By Andrew J. Bacevich
February 19, 2004
In "Present
at the Creation," his classic account of American statecraft, Dean Acheson
reflects on the gap between illusion and policy. On the one hand, there are the
grand expectations of the visionary: eternal peace, universal freedom, a world
respecting basic human rights. On the other, there are the complexities of
history, the stubborn imperfections of mankind and the hard facts of power and
its limits.
The Bush administration — and like it or not the United
States as a whole — is suspended somewhere between these two poles.
In
Iraq, the administration grapples with the perplexing, prosaic aftermath of an
ostensibly historic victory that has produced not peace but more war. Adding the
unfinished business of Afghanistan to the mix, the price tag comes to a reported
$5 billion permonth.American casualties
continue to mount, and U.S. forces are stretched to the breaking point.
Signs of progress — such as the welcome capture of Saddam Hussein — are
offset by almost daily reminders that the occupiers are unable to meet even
their most basic obligation, namely, to protect the Iraqi people from a campaign
of terror brought on by U.S. actions. As never before, the world views the
United States with suspicion and mistrust.
Having gotten itself into a
mess, the Bush administration has responded pragmatically.

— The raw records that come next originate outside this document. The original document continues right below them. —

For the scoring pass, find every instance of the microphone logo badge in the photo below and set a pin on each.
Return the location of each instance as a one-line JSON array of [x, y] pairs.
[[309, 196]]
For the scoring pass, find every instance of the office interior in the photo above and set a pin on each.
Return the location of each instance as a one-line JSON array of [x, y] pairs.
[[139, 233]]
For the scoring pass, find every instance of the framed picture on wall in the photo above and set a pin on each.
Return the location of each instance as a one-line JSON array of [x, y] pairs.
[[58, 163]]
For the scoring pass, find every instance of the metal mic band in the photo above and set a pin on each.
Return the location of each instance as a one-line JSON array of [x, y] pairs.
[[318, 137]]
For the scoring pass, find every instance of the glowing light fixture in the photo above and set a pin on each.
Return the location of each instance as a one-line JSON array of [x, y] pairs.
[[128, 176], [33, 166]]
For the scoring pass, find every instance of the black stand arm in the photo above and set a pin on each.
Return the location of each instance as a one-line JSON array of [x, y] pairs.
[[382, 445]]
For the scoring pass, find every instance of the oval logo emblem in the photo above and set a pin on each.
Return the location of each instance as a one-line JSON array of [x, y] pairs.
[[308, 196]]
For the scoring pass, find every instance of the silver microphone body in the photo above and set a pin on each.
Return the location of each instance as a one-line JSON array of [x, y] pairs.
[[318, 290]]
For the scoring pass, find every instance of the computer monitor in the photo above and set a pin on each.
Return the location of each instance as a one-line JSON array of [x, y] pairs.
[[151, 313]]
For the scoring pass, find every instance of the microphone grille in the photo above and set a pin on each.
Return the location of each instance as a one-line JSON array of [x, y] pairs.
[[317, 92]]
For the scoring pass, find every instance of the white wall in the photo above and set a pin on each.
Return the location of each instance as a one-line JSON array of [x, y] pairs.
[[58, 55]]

It has lowered
expectations, accelerated its timetable for restoring Iraqi sovereignty and
backed away from the strident our-way-or-the-highway attitude that prevailed
through the first half of 2003. Militarily, it has sought to reduce the exposure
of U.S. forces, wherever possible putting an Iraqi face on the occupation. With
its newly unveiled initiative for nurturing liberal tendencies in the Middle
East, it has seemingly abandoned the notion that the most efficacious instrument
for promoting political change is the point of a bayonet. It has sought to mend
diplomatic fences.
This is all to the good and suggests that the myths
conjured up a year ago to jolly Americans into endorsing a preventive war —
chief among those myths the cakewalk theory and its corollary, the self-funding
occupation — are at last giving way to an approach grounded in realism. Such
realism may yet enable President Bush to extract some semblance of lemonade from
the lemon that one year ago he was so eager to acquire.
But as the Bush
administration finally gets around to forging a policy, it is essential to drive
a stake through the preposterous illusions that got us here in the first
place.
First, the illusion that the "end of history" is at hand, needing
only a gentle nudge from the United States to bring humankind to its prescribed
destination, to wit, a world that adheres to the norms of American-style
democratic capitalism. Events in Iraq provide daily reminders that history still
has mysteries and surprises to spare. The expectations of our own ideologues
notwithstanding, the world is not eager to remake itself in America's own image.
Nor should it be.
Second, the illusion that wherever the U.S. leads,
others will be quick to follow. The Iraq misadventure demolished that notion and
left the U.S. not only isolated but viewed in some quarters as a bigger problem
than Saddam Hussein's Iraq ever was. No doubt, in some sense, the world needs
the U.S. to exercise global leadership, but in an equally real sense, to lead
effectively the U.S. needs the active support of allies.
Third, the
illusion that in an information age, military power, at least as employed by
Washington, has become something of an all-purpose problem solver. Iraq has
amply demonstrated the limits of "shock and awe."
Fourth, the illusion
that the world's sole superpower has reserves of power to spare. It doesn't, not
militarily, not financially and not morally. Iraq has shown how narrow the
margin is between global hegemony and imperial overstretch. Notably, the cause
of Iraqi liberation has not evoked any discernible American enthusiasm for
coughing up more tax dollars or more recruits. We want to win. But don't expect
us to sacrifice.
It is too much to expect Bush to openly renounce these
illusions. But he would do well to let Americans know, even if indirectly, that
he has learned his lessons. Otherwise Americans might do well to choose as
president someone who will not oblige the rest of us to foot the bill for his
continuing education.
Andrew J. Bacevich, a professor of international relations at Boston University,
is currently a fellow at the American Academy in Berlin.